Der Jahresbeginn hat sich längst als zentrale Phase für Sommerbuchungen etabliert. Urlaubstage müssen rechtzeitig eingereicht werden, die Schulferien setzen fixe Zeitfenster, und auch berufliche wie familiäre Verpflichtungen lassen wenig Spielraum. Kein Wunder also, dass die Nachfrage nach Urlaubsreisen bereits im Jänner spürbar anzieht.

„Wir sehen jedes Jahr sehr klar, dass die ersten Wochen des Jahres zur entscheidenden Phase werden, in der der Sommerurlaub geplant und gebucht wird.“

…erklärt Daniela Ebeert, Kommunikationsleiterin und Reiseexpertin bei BILLA Reisen. Besonders beliebt sind heuer Griechenland, die Türkei und Spanien – sie bilden die aktuelle Top-3 der Frühbucherziele. Beim Reisezeitraum dominieren Juli und August.

Früh buchen schafft Sicherheit – und spart Geld

Immer mehr Österreicher:innen entscheiden sich bewusst dafür, ihren Sommerurlaub frühzeitig zu fixieren. Ein Grund dafür: die größere Auswahl. Hotels und Zimmerkategorien sind zu Jahresbeginn noch gut verfügbar, und auch bei den Flugzeiten können Frühbucher:innen oft aus dem Vollen schöpfen.

Neben der Planungssicherheit spielt aber auch der Preis eine zentrale Rolle. In der aktuellen Frühbucherphase – die bei BILLA Reisen noch bis Ende Jänner läuft – gibt es bis zu 45 Prozent Preisvorteil. Ebeert betont:

„Wer nur begrenzt flexibel ist, sollte nicht pokern, sondern früh buchen. Das erhöht die Chance auf das beste Hotel zum besten Preis.“

Viele schätzen zudem die organisatorische Entlastung: Hat man den Urlaub früh im Jahr fixiert, bleibt mehr Zeit, sich auf die Vorfreude zu konzentrieren statt auf die Urlaubsplanung.

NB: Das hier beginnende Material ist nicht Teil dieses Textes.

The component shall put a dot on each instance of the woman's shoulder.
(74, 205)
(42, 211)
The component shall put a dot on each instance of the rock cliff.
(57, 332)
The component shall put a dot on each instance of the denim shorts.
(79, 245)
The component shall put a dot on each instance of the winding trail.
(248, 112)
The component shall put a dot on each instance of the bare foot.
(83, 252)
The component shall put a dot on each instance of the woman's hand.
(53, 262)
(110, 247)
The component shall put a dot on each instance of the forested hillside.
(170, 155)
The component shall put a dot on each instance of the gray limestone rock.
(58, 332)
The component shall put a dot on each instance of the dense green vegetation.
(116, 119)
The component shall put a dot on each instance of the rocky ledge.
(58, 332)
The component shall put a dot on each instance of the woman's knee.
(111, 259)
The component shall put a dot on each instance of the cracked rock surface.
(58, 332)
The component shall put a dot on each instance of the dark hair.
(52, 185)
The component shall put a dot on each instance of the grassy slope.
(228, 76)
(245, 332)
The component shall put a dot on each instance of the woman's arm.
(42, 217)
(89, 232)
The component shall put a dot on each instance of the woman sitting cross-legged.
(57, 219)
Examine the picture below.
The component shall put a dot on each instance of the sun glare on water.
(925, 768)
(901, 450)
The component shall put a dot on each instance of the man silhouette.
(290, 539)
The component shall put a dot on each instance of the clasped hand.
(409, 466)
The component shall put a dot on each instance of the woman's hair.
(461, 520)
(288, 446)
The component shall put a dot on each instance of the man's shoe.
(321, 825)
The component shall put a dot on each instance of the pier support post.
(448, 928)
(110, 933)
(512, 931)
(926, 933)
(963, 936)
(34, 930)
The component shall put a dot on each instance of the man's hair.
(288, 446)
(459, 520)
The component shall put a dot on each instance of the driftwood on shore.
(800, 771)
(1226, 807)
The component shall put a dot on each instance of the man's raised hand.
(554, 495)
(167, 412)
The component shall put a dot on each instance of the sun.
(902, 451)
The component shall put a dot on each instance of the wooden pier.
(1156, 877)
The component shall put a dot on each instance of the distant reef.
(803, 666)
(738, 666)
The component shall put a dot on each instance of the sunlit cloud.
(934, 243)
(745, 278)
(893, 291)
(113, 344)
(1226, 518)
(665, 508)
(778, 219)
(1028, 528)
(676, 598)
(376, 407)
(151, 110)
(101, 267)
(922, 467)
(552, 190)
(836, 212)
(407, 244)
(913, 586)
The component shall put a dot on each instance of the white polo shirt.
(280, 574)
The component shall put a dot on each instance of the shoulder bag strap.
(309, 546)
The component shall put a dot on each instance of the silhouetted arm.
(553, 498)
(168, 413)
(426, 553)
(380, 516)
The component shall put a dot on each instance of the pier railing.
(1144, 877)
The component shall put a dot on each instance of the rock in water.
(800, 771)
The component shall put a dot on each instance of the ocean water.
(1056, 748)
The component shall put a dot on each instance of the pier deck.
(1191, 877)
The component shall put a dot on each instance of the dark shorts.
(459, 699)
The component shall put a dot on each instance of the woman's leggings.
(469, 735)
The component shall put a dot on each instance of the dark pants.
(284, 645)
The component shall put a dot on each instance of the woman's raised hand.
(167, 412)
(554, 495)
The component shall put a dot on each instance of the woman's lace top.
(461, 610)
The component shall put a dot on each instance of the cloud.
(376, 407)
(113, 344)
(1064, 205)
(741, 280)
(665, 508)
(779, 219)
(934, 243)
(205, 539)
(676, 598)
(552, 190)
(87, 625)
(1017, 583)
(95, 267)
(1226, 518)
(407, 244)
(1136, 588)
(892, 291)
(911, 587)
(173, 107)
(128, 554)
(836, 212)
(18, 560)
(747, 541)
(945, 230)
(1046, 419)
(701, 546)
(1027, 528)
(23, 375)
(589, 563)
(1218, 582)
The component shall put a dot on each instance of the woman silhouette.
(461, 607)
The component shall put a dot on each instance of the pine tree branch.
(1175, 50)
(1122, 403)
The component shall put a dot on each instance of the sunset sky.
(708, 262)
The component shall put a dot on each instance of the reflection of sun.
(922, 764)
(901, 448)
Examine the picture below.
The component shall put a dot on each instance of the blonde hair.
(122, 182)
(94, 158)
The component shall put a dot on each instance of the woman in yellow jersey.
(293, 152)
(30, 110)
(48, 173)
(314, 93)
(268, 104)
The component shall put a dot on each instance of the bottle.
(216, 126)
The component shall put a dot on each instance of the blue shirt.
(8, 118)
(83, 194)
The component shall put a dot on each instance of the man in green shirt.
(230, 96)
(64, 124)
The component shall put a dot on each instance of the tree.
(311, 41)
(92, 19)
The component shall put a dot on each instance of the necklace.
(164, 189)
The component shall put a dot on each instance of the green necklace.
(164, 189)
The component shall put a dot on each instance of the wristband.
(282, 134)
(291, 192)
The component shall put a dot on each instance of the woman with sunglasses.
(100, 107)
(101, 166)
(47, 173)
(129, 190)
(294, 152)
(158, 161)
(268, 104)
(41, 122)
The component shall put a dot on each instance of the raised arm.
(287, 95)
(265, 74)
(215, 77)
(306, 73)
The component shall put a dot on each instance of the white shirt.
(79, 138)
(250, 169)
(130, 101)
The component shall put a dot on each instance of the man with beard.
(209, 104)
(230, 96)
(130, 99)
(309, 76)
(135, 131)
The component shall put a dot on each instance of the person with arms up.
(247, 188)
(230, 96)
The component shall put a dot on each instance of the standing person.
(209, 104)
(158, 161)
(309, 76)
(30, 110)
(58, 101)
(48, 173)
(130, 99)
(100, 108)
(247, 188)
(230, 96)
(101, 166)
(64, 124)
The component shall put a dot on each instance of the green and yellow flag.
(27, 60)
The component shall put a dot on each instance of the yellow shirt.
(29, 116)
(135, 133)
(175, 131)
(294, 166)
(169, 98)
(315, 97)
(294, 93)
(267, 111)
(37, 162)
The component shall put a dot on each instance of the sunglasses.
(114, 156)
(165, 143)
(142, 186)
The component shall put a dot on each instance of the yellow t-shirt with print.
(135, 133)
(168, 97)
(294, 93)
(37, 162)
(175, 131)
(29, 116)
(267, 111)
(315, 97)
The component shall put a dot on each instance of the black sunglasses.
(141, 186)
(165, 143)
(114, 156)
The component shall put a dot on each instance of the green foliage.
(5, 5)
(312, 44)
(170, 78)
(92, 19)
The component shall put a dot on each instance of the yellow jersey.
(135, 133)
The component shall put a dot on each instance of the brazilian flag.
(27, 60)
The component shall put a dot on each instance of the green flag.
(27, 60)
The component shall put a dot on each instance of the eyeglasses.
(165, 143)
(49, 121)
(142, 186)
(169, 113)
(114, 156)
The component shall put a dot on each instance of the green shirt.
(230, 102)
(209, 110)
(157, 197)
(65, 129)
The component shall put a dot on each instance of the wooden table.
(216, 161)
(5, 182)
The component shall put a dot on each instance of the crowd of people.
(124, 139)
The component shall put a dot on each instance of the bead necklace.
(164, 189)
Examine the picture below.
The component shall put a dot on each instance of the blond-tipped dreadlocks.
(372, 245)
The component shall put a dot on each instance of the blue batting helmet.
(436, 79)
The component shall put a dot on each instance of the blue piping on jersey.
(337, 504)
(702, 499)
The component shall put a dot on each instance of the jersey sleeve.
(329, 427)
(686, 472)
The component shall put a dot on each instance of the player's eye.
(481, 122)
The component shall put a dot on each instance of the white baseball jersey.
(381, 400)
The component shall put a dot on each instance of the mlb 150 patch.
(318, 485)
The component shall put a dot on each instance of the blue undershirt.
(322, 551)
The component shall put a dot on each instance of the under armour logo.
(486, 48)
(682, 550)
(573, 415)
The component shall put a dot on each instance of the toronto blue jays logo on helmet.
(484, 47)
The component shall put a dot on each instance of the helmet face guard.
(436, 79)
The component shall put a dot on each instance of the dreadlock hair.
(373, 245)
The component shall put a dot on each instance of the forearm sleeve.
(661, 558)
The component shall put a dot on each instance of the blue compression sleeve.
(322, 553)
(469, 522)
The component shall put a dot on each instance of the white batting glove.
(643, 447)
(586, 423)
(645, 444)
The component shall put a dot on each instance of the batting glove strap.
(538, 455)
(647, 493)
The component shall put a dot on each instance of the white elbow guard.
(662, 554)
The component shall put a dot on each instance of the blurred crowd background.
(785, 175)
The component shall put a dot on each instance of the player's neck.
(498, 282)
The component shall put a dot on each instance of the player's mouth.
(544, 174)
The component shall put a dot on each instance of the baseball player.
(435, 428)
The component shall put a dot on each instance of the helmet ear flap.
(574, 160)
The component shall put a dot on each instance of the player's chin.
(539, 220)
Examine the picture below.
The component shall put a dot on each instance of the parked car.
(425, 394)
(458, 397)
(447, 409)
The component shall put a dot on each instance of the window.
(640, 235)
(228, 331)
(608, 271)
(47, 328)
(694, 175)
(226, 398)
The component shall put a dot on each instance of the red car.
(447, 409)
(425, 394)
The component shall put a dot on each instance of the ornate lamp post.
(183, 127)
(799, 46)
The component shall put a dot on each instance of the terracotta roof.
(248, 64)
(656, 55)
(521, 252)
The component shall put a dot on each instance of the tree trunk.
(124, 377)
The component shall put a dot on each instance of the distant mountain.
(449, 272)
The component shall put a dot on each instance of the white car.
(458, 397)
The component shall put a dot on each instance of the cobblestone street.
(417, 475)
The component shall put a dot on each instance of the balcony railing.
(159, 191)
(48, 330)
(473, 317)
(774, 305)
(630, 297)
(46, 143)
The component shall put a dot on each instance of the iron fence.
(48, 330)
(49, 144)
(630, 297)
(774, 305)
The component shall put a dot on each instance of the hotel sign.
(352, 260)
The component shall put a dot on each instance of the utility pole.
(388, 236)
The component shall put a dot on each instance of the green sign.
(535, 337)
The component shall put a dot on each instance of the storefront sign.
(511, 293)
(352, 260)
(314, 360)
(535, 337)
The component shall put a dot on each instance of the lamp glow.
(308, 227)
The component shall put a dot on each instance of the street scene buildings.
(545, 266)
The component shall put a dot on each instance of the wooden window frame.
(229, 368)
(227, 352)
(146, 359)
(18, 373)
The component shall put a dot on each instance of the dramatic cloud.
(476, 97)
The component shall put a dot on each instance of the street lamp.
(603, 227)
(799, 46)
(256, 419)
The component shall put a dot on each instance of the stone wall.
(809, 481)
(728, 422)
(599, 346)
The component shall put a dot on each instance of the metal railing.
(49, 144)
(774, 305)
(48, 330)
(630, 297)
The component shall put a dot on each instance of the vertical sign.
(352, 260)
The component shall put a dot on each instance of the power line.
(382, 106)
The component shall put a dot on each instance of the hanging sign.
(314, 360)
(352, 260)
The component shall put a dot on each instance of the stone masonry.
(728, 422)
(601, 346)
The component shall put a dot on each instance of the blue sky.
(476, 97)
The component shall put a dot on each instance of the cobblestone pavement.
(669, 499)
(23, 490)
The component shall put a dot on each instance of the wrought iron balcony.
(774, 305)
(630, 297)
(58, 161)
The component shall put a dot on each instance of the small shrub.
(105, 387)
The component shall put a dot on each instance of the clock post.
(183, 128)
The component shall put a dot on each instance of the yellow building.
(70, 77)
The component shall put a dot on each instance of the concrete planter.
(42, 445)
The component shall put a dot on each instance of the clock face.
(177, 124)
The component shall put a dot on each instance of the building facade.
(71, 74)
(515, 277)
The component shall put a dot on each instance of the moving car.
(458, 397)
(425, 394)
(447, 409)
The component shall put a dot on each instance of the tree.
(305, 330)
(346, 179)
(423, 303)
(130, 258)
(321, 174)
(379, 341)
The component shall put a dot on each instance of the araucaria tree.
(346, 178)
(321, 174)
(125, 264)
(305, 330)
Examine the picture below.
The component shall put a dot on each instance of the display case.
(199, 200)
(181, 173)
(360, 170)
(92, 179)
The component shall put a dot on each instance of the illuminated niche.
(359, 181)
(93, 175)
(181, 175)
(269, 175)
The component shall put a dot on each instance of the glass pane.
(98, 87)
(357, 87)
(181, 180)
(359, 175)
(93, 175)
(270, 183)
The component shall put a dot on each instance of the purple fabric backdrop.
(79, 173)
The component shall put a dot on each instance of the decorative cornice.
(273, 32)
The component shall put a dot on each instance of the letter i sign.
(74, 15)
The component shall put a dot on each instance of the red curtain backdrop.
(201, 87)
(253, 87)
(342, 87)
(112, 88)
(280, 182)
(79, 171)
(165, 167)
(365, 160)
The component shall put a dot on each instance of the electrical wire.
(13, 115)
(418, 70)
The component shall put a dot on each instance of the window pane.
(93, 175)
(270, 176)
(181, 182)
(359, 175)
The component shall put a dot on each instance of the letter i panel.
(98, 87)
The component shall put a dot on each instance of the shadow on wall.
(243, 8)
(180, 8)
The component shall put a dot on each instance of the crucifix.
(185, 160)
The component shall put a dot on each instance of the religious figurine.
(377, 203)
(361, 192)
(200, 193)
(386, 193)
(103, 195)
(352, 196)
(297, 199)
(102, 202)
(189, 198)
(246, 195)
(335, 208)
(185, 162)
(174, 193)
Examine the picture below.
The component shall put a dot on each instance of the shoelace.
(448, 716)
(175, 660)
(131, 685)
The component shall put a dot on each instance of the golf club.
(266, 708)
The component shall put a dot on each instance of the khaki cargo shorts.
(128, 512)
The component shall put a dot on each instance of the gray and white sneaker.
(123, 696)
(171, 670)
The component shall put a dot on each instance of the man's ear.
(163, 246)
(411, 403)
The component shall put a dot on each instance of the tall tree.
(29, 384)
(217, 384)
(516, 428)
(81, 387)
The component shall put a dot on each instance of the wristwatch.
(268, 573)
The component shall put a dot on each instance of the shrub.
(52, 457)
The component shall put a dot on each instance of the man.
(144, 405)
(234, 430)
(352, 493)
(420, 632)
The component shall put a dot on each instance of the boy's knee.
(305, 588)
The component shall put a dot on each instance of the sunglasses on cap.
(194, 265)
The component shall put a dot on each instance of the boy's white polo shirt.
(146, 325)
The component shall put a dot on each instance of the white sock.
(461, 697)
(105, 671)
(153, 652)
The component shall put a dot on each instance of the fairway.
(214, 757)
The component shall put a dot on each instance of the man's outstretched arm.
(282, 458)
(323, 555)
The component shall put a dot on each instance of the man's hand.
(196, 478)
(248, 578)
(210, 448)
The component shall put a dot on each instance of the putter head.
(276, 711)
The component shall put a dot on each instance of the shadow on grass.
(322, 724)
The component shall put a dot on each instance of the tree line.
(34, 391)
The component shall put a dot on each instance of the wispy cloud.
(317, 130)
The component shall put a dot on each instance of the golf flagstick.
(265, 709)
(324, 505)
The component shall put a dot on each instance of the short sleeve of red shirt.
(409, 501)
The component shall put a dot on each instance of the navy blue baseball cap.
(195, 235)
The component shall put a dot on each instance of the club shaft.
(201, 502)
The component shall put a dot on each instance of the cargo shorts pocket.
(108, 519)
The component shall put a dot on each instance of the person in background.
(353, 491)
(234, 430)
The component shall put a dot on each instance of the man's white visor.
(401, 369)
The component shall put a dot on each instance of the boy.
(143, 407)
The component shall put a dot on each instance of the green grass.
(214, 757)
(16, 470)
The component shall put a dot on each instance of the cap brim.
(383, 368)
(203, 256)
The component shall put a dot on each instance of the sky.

Darauf sollten Frühbucher:innen achten

Doch frühes Buchen bedeutet nicht automatisch, das beste Angebot zu erwischen – zumindest nicht ohne gründlichen Blick auf die Details. Wichtige Punkte sind:

  • Flugzeiten und Transfers: Frühmorgens starten oder spät nachts ankommen? Der Zeitplan entscheidet oft über die Qualität des Urlaubsstarts.
  • Zimmerlage und Ausstattung: Meerblick, ruhige Lage oder Familienzimmer – wer früh bucht, hat mehr Auswahl.
  • Zusatzkosten: Essen, Ausflüge oder Freizeitangebote können den Gesamtpreis stark beeinflussen.
  • Reisezeit und Klima: Besonders bei Fernreisen gilt es, Regenzeiten oder Hitzeperioden einzukalkulieren.
  • Storno- und Umbuchungsmöglichkeiten: Flex-Optionen schaffen zusätzliche Sicherheit.
  • Bei Preisvergleichen ist außerdem wichtig: Pauschalreisen und individuell zusammengestellte Reisen beinhalten unterschiedliche Leistungen – direkte Vergleiche sind daher oft schwierig.

Last Minute: Für wen sich das Warten trotzdem lohnt

Trotz des klaren Trends zum frühen Buchen bleibt Last Minute für manche die ideale Wahl. Vor allem jene, die frei in der Destination sind und beim Reisetermin Spielraum haben, können hier sparen.

„Flexibilität ist der entscheidende Faktor“, sagt Ebeert. Wer offen bleibt und keine fixen Vorstellungen hat, kann auch kurzfristig echte Schnäppchen ergattern. Für die meisten jedoch ist die Entscheidung für frühes Buchen weniger ein Verzicht auf Last Minute, sondern vielmehr ein Gewinn an Planbarkeit – je nach Lebenssituation.